Ethyl Methane Sulfonate (EMS)

Nelfinavir preparations manufactured before 2008 may have contained low levels of ethyl methane sulfonate (EMS), an impurity produced by the manufacturing process.¹⁷⁸ ²⁰² EMS has been teratogenic, mutagenic, and carcinogenic in animals; no human data exist and no increase in birth defects has been observed in the antiretroviral pregnancy registry.¹⁷⁸ ²⁰² All nelfinavir preparations manufactured and released since March 31, 2008 meet EMS limits established by FDA for all patient populations, including children and pregnant women.²⁰²

Specific Populations

Pregnancy

Category B.¹

Antiretroviral Pregnancy Registry at 800-258-4263 or [Web].¹ ²⁰²

Experts state that nelfinavir not recommended for initial treatment regimens in antiretroviral-naive pregnant women.²⁰² Clinical trial data in adults indicate lower rate of viral suppression with nelfinavir regimens compared with regimens containing the fixed combination of lopinavir and ritonavir (lopinavir/ritonavir) or efavirenz.²⁰² If nelfinavir used for treatment of HIV-1 in pregnant women, experts recommend a dosage of 1.25 g twice daily.²⁰²

Pharmacokinetic data indicate plasma concentrations may be lower and more variable during late pregnancy.¹⁷⁹ ²⁰² (See Special Populations under Pharmacokinetics.)

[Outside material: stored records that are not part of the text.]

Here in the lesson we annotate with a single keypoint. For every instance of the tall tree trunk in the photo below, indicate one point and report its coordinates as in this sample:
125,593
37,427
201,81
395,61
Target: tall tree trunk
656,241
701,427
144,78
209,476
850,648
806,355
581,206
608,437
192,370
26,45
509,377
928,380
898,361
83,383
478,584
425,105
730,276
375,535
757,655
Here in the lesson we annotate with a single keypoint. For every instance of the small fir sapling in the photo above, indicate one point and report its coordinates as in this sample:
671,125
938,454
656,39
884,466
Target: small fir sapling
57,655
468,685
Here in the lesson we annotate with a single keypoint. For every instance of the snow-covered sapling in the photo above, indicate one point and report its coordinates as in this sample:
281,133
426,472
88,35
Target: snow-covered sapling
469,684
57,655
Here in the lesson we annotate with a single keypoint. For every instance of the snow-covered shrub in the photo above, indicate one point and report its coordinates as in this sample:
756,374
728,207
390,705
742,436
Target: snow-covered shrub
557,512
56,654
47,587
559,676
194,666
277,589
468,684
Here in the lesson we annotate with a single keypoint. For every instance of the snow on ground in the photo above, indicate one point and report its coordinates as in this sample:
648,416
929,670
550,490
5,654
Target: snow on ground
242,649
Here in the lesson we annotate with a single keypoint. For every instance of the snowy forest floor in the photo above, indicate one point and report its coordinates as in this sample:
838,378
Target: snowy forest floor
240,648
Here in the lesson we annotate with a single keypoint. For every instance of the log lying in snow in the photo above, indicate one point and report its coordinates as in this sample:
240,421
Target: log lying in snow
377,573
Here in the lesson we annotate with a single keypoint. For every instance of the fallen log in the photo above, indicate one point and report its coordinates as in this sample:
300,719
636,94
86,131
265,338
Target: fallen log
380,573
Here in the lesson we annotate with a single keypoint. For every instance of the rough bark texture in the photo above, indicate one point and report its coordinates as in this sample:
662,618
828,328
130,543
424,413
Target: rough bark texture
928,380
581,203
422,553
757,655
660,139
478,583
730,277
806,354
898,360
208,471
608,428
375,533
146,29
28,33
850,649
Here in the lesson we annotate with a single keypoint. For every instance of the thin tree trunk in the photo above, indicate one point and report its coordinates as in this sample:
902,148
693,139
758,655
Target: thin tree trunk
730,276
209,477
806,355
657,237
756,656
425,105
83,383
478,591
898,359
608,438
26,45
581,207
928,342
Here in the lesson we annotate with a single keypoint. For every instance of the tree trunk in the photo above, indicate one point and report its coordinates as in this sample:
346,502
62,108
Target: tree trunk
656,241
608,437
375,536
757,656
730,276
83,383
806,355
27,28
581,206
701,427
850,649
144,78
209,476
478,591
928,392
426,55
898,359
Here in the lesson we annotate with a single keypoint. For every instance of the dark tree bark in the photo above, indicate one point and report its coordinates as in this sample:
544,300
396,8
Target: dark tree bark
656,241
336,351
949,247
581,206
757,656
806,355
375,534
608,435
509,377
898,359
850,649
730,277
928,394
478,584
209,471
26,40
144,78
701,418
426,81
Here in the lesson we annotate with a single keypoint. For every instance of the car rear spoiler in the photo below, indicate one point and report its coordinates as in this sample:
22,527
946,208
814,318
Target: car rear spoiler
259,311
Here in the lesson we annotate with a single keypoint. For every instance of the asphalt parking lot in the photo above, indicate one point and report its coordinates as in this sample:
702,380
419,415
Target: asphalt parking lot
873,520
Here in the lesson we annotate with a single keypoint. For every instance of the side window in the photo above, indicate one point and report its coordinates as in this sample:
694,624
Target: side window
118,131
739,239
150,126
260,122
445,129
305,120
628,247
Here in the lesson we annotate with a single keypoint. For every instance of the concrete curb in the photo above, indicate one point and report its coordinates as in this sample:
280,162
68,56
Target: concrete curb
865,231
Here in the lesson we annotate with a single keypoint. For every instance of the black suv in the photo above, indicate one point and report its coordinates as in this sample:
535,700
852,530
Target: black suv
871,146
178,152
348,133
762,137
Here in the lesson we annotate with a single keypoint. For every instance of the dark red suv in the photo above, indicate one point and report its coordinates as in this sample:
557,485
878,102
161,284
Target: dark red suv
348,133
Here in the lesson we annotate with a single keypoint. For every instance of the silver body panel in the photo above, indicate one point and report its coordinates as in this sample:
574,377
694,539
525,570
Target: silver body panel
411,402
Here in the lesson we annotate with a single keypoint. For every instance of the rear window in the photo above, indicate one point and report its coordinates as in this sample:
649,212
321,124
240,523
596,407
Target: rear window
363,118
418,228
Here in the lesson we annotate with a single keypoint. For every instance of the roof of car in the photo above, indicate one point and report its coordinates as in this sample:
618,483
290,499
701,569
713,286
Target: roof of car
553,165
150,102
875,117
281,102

Available data suggest nelfinavir does not increase overall birth defect rate.²⁰²

Lactation

Low concentrations distributed into human milk.¹⁶⁸ ²⁰²

Instruct HIV-infected women not to breast-feed because of risk of HIV transmission and risk of adverse effects in the infant.¹ ²⁰²

Pediatric Use

Safety and efficacy not established in infants and children <2 years of age.¹ Some data collected in this age group, but reliably effective dosage not established.¹ Some evidence that those <2 years of age have a lower response rate than older children.¹

Consider that use of nelfinavir in children is associated with highly variable drug exposure.¹ (See Pharmacokinetics.)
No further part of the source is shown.